By: Dr. Jeff Masters , 10:53 PM GMT on July 16, 2006
A cold front that pushed off the U.S. East Coast this weekend and stalled out has created an interesting situation to watch. An extratropical or subtropical low has developed along the north portion of the front, about 300 miles southeast of Cape Cod, Massachusetts. Water temperatures are right at the borderline for a tropical storm--about 80 Fahrenheit--so this low is unlikely to develop into a tropical storm as it heads northeast out to sea towards colder water. The low has a large area of heavy thunderstorms on the southeast side of the center of circulation, well removed from the center.
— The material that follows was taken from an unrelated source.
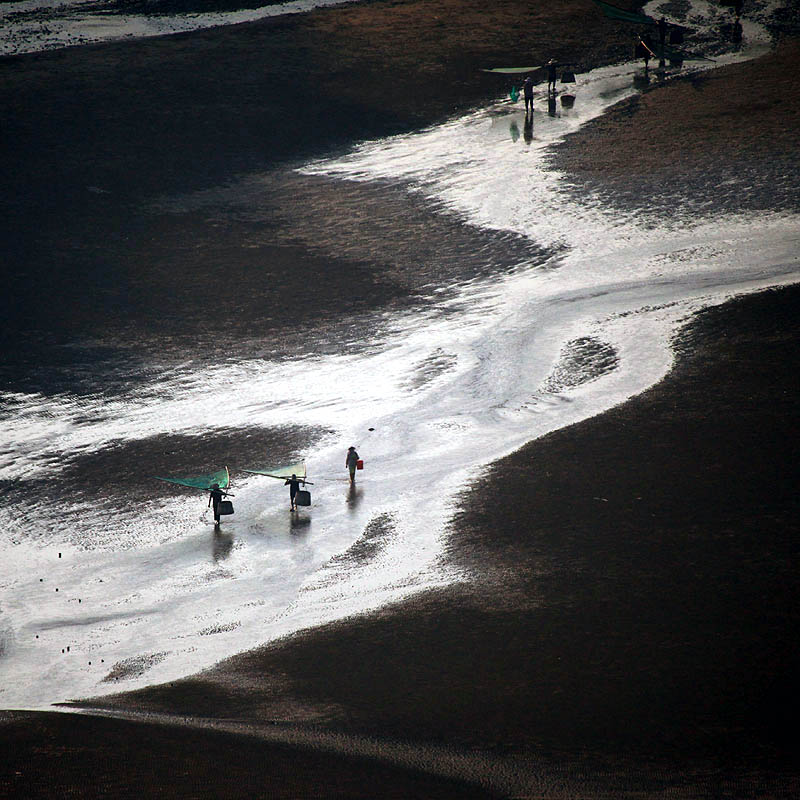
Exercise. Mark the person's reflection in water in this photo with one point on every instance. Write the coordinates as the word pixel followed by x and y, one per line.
pixel 222 545
pixel 299 524
pixel 353 496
This is characteristic of a subtropical storm experiencing significant wind shear. This is the expected development I was referring to this morning in my blog.
Figure 1. Current satellite image of the U.S. East Coast.
The departing low has left behind the tail end of the old cold front over the waters off the South Carolina/North Carolina coast. This old front could serve as the focus for some tropical development over the next few days. Already, some tropical-looking thunderstorms have built over the front, in a narrow area of reduced wind shear of 5-10 knots that has developed. The GFS computer model is indicating that the area of reduced shear will remain. Steering currents are weak, so it is difficult to tell where this tropical blob might go. The models seem to lean towards this system heading northeast up the coast, possibly brushing Cape Hatteras and Nova Scotia later in the week.
Wind shear visualized
I've linked a photo of an odd fog formation a wunderphotographer in Alaska took--I've never seen anything like this photo! It shows very graphically what strong wind shear can do to contort a cloud into strange shapes. The wind speed and direction are different at the bottom of this fog bank than at the top, creating a twisting, shearing effect on the cloud that bends it into strange shapes. Now imagine what strong wind shear can do to a developing tropical depression--ouch!